Manooch Suree, Director at Uxbridge-based Zinga Financial Services, said it is good news for borrowers.

He added: “Nationwide cutting selected fixed rates by up to 0.25% is a welcome boost for buyers and homeowners. With markets still reacting to inflation, interest rate expectations and global economic news, lender pricing can move quickly.

“If you’re buying, moving or remortgaging, it’s worth reviewing your options now. Overall any reduction is good news for the current housing market and wider economy.”

Omer Mehmet, Managing Director at Welling-based Trinity Finance, welcomed the cuts.

He added: “With the oil price returning to pre-war levels, there is a sense of optimism in the air after a turbulent few months. When major lenders like the Nationwide cuts rates, others tend to follow.”

Michelle Lawson, Director at Fareham-based Lawson Financial, said she expects more reductions in the coming weeks.

She added: “Temperatures aren’t the only things hotting up. Nationwide are reducing their rates further to tempt borrowers off the beach. As markets stabilise we will see some more of this in the coming weeks.”

As markets stabilise we will see some more of this in the coming weeks

Justin Moy, Managing Director at Chelmsford-based EHF Mortgages, warned that there is unpredictability on the horizon.

He added: “Welcome news from Nationwide and others who have recently cut rates, as swaps have melted in the heat this week, allowing lenders to pass on these savings.

“As always, the recommendation is to pick up a new deal as soon as possible, as the Middle East conflict can flare up at any time, and a change of prime minister can cause market jitters as well. No need for oven gloves just yet, rates are just starting to warm up again.”

Rohit Kohli, Director at Romsey-based The Mortgage Stop, said you need to lock in a rate.

He added: “It’s 36C outside and mortgage rates are coming down. This is about as good as it gets in the UK – which is precisely why borrowers should be acting now, not waiting to see what happens next. We’re getting a new prime minister. The Iran conflict is ceasefire on paper, knife edge in practice.

“The market is moving in the right direction today – but any of those factors could change the picture within weeks. If the deal stacks up now, there’s no logic in holding out for better. Nobody predicted record June temperatures either. Make hay while the sun shines. Right now, it’s blazing.”

Make hay while the sun shines

David Stirling, Independent Financial Adviser at Belfast-based Mint Wealth, said now is the time to act.

He added: “Nationwide is cutting fixed rates by up to 0.25% from tomorrow – and while that might not sound like cause for celebration – it is part of a broader repricing across the market. Swap rates are falling in anticipation of further Bank of England cuts. Fixed rates are priced on where money is going, not where it is today, which is why lenders are moving now.

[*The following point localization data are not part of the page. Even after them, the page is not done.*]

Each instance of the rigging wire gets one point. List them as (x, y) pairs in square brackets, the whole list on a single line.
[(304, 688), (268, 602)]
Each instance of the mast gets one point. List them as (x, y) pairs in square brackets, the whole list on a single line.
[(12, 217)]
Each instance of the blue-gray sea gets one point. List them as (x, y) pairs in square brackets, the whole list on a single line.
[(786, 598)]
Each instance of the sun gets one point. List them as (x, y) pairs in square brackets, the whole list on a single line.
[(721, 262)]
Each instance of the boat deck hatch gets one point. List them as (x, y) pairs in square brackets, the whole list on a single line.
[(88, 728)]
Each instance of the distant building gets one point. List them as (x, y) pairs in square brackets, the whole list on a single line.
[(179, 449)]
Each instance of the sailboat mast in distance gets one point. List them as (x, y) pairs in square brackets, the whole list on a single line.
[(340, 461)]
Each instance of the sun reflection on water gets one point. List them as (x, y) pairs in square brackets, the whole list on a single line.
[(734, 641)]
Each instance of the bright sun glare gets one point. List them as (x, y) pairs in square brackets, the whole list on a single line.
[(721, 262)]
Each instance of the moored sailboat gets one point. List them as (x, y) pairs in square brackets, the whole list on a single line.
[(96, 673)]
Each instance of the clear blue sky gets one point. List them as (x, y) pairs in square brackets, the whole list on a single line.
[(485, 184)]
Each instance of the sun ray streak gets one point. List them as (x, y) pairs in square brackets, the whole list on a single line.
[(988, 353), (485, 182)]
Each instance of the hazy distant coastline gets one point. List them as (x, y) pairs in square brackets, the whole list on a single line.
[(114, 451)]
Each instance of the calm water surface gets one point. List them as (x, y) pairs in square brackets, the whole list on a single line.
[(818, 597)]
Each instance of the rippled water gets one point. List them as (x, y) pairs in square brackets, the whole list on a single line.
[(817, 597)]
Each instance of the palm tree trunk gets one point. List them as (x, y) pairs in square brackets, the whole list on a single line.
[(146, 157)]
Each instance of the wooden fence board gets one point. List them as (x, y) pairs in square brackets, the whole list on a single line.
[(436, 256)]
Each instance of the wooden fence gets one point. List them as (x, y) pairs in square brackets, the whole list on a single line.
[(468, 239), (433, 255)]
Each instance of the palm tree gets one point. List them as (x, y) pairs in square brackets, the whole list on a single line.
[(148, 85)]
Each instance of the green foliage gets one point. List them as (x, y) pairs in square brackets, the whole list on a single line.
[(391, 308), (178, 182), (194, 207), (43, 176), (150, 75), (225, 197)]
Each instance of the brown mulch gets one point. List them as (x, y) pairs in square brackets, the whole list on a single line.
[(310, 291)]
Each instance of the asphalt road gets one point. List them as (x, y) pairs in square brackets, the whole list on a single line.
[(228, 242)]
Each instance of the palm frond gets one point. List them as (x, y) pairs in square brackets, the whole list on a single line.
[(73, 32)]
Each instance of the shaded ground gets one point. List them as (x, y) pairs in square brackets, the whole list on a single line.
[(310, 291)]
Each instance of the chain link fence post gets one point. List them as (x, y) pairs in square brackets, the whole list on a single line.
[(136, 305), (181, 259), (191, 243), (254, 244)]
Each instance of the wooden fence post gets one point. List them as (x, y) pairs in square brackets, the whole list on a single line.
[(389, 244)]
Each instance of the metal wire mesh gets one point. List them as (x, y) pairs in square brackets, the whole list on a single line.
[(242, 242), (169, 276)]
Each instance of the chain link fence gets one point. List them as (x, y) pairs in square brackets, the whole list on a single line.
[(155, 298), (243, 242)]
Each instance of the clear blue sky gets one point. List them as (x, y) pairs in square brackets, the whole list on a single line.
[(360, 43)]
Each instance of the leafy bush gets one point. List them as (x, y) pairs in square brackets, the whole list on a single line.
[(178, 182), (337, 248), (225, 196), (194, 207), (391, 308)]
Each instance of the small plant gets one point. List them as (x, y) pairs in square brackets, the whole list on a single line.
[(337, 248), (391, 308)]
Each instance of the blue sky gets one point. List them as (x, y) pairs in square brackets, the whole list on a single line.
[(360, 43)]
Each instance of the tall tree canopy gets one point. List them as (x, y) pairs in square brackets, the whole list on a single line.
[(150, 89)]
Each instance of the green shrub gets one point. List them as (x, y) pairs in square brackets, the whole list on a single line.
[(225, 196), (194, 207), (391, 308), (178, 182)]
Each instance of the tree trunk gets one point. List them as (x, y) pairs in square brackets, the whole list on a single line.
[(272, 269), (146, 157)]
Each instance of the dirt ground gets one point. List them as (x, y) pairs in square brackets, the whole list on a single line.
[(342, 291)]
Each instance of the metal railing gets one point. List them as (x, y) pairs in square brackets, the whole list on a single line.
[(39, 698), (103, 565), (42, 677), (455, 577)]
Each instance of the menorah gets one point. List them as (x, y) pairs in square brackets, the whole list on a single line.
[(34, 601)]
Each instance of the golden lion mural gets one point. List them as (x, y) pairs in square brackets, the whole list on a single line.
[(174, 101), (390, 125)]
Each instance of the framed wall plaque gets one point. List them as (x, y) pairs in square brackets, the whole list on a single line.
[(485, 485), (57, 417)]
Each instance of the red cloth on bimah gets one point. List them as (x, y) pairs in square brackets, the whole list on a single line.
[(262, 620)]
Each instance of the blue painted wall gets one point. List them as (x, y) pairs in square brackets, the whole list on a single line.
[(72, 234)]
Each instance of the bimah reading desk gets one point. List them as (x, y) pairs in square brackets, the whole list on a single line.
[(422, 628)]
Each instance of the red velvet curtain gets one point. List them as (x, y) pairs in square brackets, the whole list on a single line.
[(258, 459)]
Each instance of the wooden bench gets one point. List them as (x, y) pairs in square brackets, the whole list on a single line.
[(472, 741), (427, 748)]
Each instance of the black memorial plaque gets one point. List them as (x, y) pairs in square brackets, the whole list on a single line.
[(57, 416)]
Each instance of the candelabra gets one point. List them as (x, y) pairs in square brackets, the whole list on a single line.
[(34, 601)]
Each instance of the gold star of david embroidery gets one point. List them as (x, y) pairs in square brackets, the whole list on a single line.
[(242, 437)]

“That said, waiting for the ‘perfect’ rate is a bit like waiting for a quiet day on the M25, which is theoretically possible, but nobody has ever actually seen one. If your fixed rate deal is ending soon, now is the time to act.”

Aaron Strutt, Product and Communications Director at London-based Trinity Financial, said he hopes other big lenders will follow Nationwide’s lead.

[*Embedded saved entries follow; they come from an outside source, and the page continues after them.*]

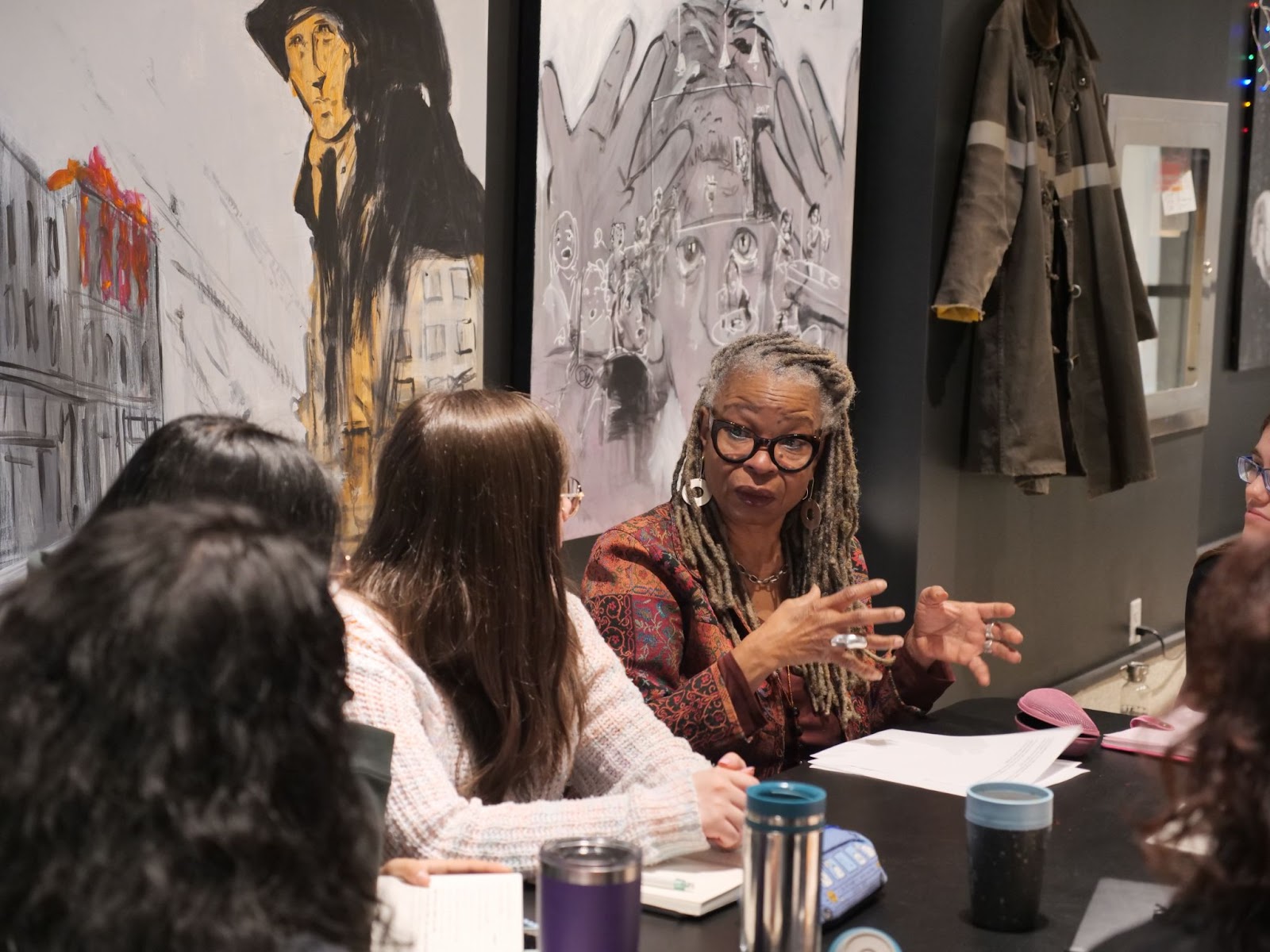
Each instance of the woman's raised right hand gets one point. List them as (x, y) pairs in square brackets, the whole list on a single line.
[(722, 803), (800, 628)]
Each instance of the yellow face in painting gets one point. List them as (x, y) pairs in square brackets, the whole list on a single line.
[(321, 57)]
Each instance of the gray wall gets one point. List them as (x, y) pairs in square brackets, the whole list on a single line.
[(1070, 564)]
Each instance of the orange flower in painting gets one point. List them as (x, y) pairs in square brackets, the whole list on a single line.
[(124, 228)]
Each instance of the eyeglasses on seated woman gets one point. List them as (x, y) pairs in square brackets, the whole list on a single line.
[(1253, 473), (173, 762), (725, 601), (502, 695)]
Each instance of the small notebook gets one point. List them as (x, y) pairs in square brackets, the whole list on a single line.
[(1119, 905), (1155, 742), (476, 913), (692, 885)]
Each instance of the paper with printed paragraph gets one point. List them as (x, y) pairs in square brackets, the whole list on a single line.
[(952, 765), (473, 913)]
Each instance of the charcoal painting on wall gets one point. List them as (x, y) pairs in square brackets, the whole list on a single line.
[(695, 178), (264, 209), (1254, 325)]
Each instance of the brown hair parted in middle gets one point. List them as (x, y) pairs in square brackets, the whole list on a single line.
[(463, 555)]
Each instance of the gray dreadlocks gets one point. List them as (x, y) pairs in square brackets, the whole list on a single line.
[(822, 558)]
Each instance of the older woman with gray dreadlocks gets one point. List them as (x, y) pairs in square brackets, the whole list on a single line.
[(729, 603)]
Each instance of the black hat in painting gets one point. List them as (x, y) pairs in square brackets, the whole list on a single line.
[(397, 44)]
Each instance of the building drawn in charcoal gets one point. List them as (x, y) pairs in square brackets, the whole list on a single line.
[(80, 368)]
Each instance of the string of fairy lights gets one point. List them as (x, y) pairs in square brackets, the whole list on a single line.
[(1259, 60)]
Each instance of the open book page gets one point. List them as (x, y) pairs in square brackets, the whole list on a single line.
[(695, 884), (473, 913)]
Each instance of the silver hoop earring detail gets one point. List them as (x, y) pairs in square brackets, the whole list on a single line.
[(810, 512), (696, 493)]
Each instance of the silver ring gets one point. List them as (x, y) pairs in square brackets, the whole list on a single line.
[(850, 643)]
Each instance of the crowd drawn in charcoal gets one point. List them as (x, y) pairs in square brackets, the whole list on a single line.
[(711, 202)]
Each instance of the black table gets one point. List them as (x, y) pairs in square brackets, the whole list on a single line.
[(921, 841)]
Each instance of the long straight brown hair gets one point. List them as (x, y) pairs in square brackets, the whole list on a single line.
[(463, 555)]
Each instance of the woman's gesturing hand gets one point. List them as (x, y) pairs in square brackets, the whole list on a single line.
[(722, 801), (958, 632), (800, 628)]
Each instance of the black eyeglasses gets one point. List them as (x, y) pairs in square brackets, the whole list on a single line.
[(734, 443), (1250, 469)]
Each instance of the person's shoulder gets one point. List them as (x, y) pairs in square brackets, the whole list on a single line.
[(653, 531), (365, 625)]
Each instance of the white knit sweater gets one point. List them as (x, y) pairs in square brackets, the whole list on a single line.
[(632, 777)]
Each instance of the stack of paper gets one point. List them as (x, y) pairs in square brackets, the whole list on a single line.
[(474, 913), (692, 885), (952, 765)]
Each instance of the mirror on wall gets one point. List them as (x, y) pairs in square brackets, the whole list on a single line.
[(1172, 158)]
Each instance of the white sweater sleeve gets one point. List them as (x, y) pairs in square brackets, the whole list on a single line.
[(624, 746), (427, 816)]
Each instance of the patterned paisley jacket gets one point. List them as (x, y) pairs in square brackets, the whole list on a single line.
[(654, 613)]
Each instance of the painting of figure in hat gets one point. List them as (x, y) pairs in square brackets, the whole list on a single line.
[(395, 216)]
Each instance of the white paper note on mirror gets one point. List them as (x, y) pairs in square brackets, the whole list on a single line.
[(1179, 197)]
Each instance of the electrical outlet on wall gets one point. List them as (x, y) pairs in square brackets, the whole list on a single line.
[(1134, 621)]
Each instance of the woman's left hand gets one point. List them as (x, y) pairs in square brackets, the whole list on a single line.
[(956, 632), (418, 873)]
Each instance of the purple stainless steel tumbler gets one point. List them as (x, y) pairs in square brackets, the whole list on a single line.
[(588, 896)]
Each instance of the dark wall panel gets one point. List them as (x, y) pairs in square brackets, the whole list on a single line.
[(1068, 562)]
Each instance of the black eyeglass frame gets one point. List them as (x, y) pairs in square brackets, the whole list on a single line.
[(768, 443), (1257, 469)]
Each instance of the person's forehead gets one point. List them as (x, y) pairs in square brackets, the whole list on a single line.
[(310, 17), (760, 390)]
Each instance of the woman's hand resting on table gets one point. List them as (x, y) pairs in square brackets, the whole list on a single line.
[(722, 800), (418, 873), (956, 632), (800, 628)]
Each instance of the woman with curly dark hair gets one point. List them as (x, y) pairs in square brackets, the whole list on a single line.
[(206, 456), (173, 765), (1225, 791)]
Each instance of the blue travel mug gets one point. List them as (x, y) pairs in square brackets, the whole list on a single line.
[(588, 895), (865, 939), (1007, 828)]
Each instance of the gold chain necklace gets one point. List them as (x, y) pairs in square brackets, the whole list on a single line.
[(755, 581)]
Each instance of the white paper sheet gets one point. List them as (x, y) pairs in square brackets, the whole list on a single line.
[(474, 913), (1060, 772), (950, 765)]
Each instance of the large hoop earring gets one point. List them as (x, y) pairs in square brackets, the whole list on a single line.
[(810, 511), (696, 493)]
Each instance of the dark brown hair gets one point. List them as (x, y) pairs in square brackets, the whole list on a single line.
[(463, 555), (1226, 789)]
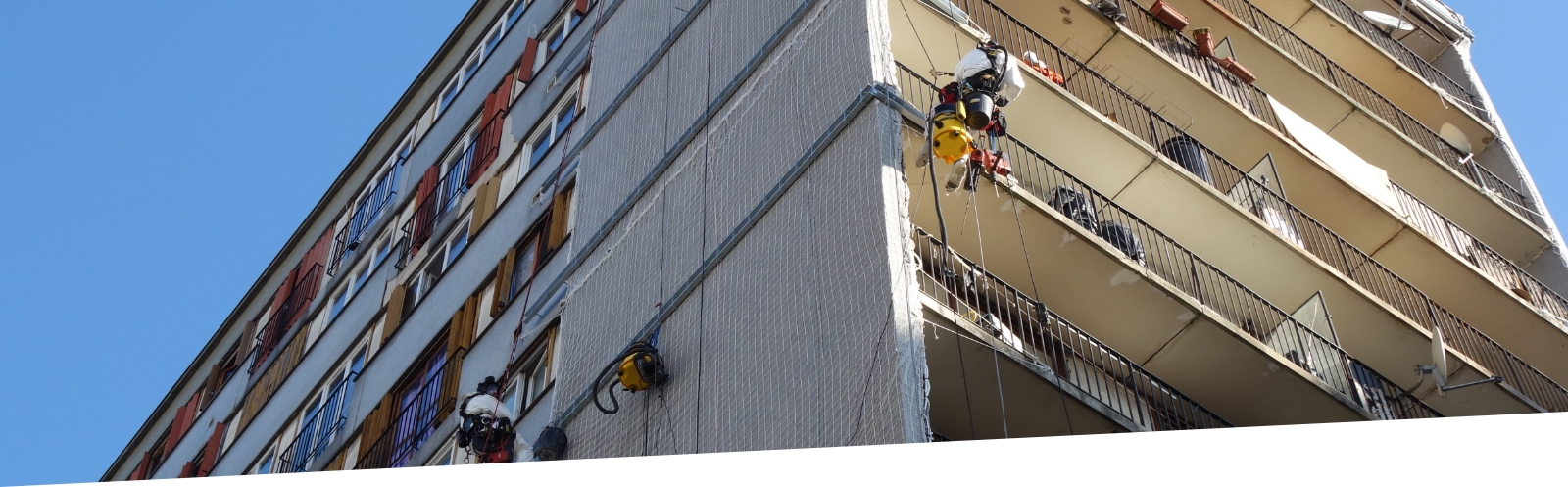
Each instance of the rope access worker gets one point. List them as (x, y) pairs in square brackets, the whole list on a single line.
[(486, 428), (987, 78)]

He added: “Nationwide has just announced that it is lowering its rates again after its last set of price cuts on the 16th June. The bigger lenders are improving their rates more frequently at the moment, which is good news for home buyers and the lender’s existing mortgage customers.

“Nationwide already had the cheapest two- and five-year fixes but the lender is lowering its prices again hot on the heels of Barclays which dropped its rates twice in the space of a few days. Hopefully a few other big lenders will do the same thing soon.

“These rates are still not as low as the best trackers starting from 3.96% but they seems to be getting closer every few days with all of these rate cuts. A change of prime minister is expected to bring more economic instability – but hopefully it doesn’t hit the mortgage market.”